Creating Your Own Simple Script

Now let’s create your own script from scratch. Create a new file called my-first-script.ion:

rand_processes::{
    simple_data: rand_process::{
        $arrival: HomogeneousPoisson:: { interarrival: seconds::1 },
        $data: {
            timestamp: Instant,
            temperature: UniformF64::{ low: 20.0, high: 35.0 },
            humidity: UniformF64::{ low: 30.0, high: 80.0 },
            sensor_id: UUID,
            active: Bool::{ p: 0.9 }
        }
    }
}

This script creates a simple weather sensor that generates:

  • timestamp: Current simulation time
  • temperature: Random temperature between 20-35°C
  • humidity: Random humidity between 30-80%
  • sensor_id: A unique UUID for each reading
  • active: Boolean with 90% chance of being true

Test Your Script

beamline gen data \
    --seed 42 \
    --start-auto \
    --sample-count 5 \
    --script-path my-first-script.ion \
    --output-format ion-pretty

Understanding Key Concepts

Seeds and Reproducibility

The --seed parameter controls randomness:

  • --seed-auto: Generate a random seed (different data each time)
  • --seed 42: Use a specific seed (same data each time)

Start Times

The --start parameter controls simulation time:

  • --start-auto: Use current time
  • --start-iso "2024-01-01T00:00:00Z": Use specific time
  • --start-epoch-ms 1704067200000: Use epoch milliseconds

Sample Count

The --sample-count parameter controls how many data points to generate.
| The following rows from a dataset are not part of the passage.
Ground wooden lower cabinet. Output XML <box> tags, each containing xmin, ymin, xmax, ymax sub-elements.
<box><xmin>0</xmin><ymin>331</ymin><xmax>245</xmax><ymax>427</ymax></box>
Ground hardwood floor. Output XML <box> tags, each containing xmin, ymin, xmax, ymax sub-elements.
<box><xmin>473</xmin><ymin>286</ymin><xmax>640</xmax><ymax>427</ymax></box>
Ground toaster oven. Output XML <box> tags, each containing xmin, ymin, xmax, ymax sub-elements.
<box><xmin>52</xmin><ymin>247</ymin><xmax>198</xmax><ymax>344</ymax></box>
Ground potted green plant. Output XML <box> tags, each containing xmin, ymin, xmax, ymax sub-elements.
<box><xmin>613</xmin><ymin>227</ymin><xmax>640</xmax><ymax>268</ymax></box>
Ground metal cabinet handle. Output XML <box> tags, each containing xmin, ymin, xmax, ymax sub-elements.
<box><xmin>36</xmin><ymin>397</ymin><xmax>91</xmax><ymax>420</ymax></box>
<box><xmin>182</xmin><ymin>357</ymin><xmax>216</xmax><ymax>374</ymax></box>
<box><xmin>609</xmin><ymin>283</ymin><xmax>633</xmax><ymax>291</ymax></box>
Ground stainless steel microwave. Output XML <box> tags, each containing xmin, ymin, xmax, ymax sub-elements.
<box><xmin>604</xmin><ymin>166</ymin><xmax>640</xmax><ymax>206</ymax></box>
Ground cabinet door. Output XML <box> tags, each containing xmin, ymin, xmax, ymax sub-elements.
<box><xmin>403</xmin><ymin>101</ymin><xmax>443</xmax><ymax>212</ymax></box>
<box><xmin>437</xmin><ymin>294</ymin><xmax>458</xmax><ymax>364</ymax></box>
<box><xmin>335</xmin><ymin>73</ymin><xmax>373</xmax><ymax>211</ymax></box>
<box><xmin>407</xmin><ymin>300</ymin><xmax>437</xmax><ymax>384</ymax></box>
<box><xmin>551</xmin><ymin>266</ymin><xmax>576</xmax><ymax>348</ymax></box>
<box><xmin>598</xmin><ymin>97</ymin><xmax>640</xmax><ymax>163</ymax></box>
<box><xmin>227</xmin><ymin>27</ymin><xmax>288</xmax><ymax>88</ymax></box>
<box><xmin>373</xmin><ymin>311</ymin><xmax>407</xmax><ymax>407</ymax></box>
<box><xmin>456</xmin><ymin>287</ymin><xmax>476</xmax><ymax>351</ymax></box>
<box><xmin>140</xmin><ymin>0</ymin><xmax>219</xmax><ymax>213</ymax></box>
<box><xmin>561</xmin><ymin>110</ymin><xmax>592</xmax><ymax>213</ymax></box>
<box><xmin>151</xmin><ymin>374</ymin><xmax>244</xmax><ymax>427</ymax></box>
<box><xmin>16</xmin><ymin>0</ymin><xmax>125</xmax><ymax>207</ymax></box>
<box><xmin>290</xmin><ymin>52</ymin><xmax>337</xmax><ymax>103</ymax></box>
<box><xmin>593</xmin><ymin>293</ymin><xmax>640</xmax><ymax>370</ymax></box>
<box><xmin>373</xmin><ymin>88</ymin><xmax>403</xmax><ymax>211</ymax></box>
This is particularly useful for:

  • Testing with small datasets
  • Generating large datasets for performance testing
  • Controlling output size

Common Patterns

Multiple Datasets

You can generate data for specific datasets using the --dataset flag:

beamline gen data \
    --seed 42 \
    --start-auto \
    --sample-count 10 \
    --script-path partiql-beamline-sim/tests/scripts/client-service.ion \
    --dataset service --dataset client_1 \
    --output-format ion-pretty

Controlling Nullability

You can control how often NULL values appear:

beamline gen data \
    --seed 42 \
    --start-auto \
    --sample-count 5 \
    --script-path my-first-script.ion \
    --default-nullable true \
    --pct-null 0.1  # 10% chance of NULL values

Next Steps

Now that you’ve successfully generated your first datasets, you are ready to dive deeper into Beamline’s capabilities. In the next section, we’ll explore the core concepts that power Beamline’s data generation, including:

  • Random processes and stochastic modeling
  • Data generators and their configurations
  • Temporal modeling and arrival patterns
  • Relationships between data elements

Quick Reference

Here are the commands you’ve learned in this chapter:

# Basic data generation
beamline gen data --seed-auto --start-auto --sample-count N --script-path SCRIPT

# Reproducible generation
beamline gen data --seed SEED --start-iso "TIMESTAMP" --sample-count N --script-path SCRIPT

# Different output formats
beamline gen data ... --output-format [text|ion|ion-pretty]

# Specific datasets
beamline gen data ... --dataset DATASET_NAME

# Control nullability
beamline gen data ... --default-nullable true --pct-null 0.1

Congratulations on completing your first data generation with Beamline! You’re now ready to explore more advanced features and create more sophisticated synthetic datasets.